Hildegard von Bingen
Ordo Virtutum
Ensemble Belcanto
Andrea Baader soprano
Edith Murasov mezzo-soprano
Rica Rauch alto
Martina Scharstein soprano
Dietburg Spohr mezzo-soprano
Benjamin Cromme speaker
Lilith Reid speaker
Selina Drews girl soprano
Recorded October 2010, Festeburgkirche, Frankfurt am Main
Engineer: Markus Heiland
An ECM Production
Hildegard von Bingen (1098-1179) is without parallel. She has been called by biographer Fiona Maddocks “The Woman of Her Age” and, elsewhere, “a Renaissance woman several centuries before the Renaissance.” We know very little about von Bingen, except that she certainly recognized the theological import of music, if not also the musical import of theology. As a composer, von Bingen came to popular prominence in the mid-1990s, when interpretations of her works by such landmark ensembles as Sequentia rode a wave of Gregorian chant and other recordings of medieval music to great success. Her Ordo Virtutum of circa 1150 is a quasi-liturgical mystery play that walks a textual path (modeled after the Song of Songs, Isaiah, and the Revelation of St. John) into what Gerhard R. Koch in his refreshing liner notes calls a “psychodrama” between the virtuous and the satanic. Koch rightly cautions those of us who think we appreciate von Bingen’s music, when really we adore the beautification of it. (Sequentia’s recording of the Ordo, in fact, set a precedent by adding instruments where none exist in the essentially monophonic score.) Indeed, how many of us have actually read her works, sat with her mystical visions and followed their many threads of light? The phenomenally talented singers of Ensemble Belcanto, led by mezzo-soprano Dietburg Spohr, have on this recording responded with a reading of their own—one in which divine impulses speak in earthly languages, and far from the adornments so much in vogue in early-music practice. “The presumption of uniformly executed solemnity,” Koch reminds, “induces at least ideological suspicion of a narcotic, lulling ideal of the Middle Ages.” Taking this suspicion to heart, Belcanto pays deepest respect to von Bingen’s vision by kneading shadows into its glow.
“Who are these, who seem like clouds?” So ask the patriarchs and prophets of the play’s opening scene. Such words speak to an overarching (and subterranean) theme of dual relationships: between internal and external, emotional and physical, present and historical moments. Already the recording is such that we feel a part of the singing circle, forgoing the reverberant cathedral space for an intimate experience: this is not the reflection of vaulted stone but the absorption of ancient wood. There is a solemnity, to be sure, but it comes from a feeling of sharing in a fearlessness of interpretation rather than from some unverifiable, hermetic fantasy. Here the voices interlock, shape one another in real time, and forge their own pathos like a barrier against the flames of Hell itself.
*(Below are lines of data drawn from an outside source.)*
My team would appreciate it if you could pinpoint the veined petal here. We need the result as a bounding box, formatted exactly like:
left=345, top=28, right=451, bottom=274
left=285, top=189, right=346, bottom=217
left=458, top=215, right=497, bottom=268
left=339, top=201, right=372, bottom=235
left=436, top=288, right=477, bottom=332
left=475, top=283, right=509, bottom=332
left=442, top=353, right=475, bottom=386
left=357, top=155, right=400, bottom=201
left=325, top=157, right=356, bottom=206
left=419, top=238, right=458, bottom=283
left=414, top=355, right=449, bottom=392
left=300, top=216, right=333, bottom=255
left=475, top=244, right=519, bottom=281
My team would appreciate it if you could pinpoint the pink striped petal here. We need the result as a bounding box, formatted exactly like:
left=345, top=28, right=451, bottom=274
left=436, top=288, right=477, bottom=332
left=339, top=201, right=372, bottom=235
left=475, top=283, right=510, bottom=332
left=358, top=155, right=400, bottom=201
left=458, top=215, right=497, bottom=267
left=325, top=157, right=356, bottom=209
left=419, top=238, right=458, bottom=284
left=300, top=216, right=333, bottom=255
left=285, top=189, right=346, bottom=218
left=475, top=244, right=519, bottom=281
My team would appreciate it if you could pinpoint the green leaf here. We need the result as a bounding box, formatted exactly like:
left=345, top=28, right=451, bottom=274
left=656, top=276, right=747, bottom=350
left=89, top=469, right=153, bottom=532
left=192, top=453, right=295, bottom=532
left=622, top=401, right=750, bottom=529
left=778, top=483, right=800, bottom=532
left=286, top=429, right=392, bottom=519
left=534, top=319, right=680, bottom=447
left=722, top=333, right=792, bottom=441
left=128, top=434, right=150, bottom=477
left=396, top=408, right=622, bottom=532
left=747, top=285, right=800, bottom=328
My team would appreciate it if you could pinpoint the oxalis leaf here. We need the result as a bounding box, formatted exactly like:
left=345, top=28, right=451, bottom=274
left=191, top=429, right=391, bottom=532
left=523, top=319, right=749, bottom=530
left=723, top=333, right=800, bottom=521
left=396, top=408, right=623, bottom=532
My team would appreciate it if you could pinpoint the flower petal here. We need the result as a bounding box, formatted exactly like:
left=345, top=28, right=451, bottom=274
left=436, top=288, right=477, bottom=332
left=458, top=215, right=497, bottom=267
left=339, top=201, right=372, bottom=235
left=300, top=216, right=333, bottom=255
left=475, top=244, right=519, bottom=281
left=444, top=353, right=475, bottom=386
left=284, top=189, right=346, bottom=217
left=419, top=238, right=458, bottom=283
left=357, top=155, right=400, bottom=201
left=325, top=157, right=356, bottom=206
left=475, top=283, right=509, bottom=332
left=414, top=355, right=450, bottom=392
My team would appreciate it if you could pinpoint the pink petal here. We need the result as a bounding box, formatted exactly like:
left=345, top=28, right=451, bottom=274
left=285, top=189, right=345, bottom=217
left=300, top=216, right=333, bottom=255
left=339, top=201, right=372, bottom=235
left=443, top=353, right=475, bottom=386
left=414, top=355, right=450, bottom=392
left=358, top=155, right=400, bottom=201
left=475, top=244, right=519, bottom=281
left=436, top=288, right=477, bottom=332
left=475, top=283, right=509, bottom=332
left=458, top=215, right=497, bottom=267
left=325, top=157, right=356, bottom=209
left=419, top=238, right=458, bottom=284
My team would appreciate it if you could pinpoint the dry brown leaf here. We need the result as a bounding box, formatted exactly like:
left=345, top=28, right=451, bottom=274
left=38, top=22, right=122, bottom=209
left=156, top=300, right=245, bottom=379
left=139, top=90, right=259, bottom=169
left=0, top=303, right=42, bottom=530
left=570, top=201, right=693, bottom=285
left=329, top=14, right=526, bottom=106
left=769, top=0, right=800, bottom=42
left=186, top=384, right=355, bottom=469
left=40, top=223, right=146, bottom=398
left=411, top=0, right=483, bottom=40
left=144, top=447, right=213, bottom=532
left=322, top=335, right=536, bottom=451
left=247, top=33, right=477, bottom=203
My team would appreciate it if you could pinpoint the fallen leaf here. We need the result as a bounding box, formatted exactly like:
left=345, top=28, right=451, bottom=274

Belcanto’s immediately recognizable sound lends a familiarity to this narrative of struggle. The arrangement of “Querela Animarum in came positarum” (Lament of embodied Souls) is especially moving in its nervous tutti singing, and in the way its lowest voices extend to a self-aware ripple. Dissonances add willing integrity, while gasping, birdlike calls and responses and whistling motifs indicate the half-physicality of the titular Virtues and their eternal questioning. They are, in fact, given the most varied palette, much in contrast to the children’s voices speaking the Devil’s words out of sync. And while there are beauties (such as Charity’s introduction) to be found, the brevity of each section allows us to move on, and folk elements to spring Pagan-like from the grasslands. Spohr’s arrangements thus speak to the unspeakable: singing on inhales as Faith, breathing gravel as Discipline, and keening as fragile Mercy. What sparse instrumentation there is—a beaten drum for Victory, bells for Chastity—ignores the trappings of note value and goes straight for the viscera.
The final procession feels closest to plainchant, its core opening to the light of salvation. “So now, all you people,” it is sung, “bend your knees to the Father, that he may reach you his hand.” It is one possible realization of von Bingen’s ideal: that any and all voices should magnify the same faith. And despite the array of “modern” techniques employed to get there, we can be sure that Belcanto is not making the music new but rather fortifying its antiquity. The end result is among the more fascinating albums in the entire New Series catalogue, and as such asks only the same devotion of attention that went into its creation. Because the booklet provides no translation, you will want to have one in front of you while listening (one is available here). Only then will you appreciate the sheer level of embodiment taking place in every word.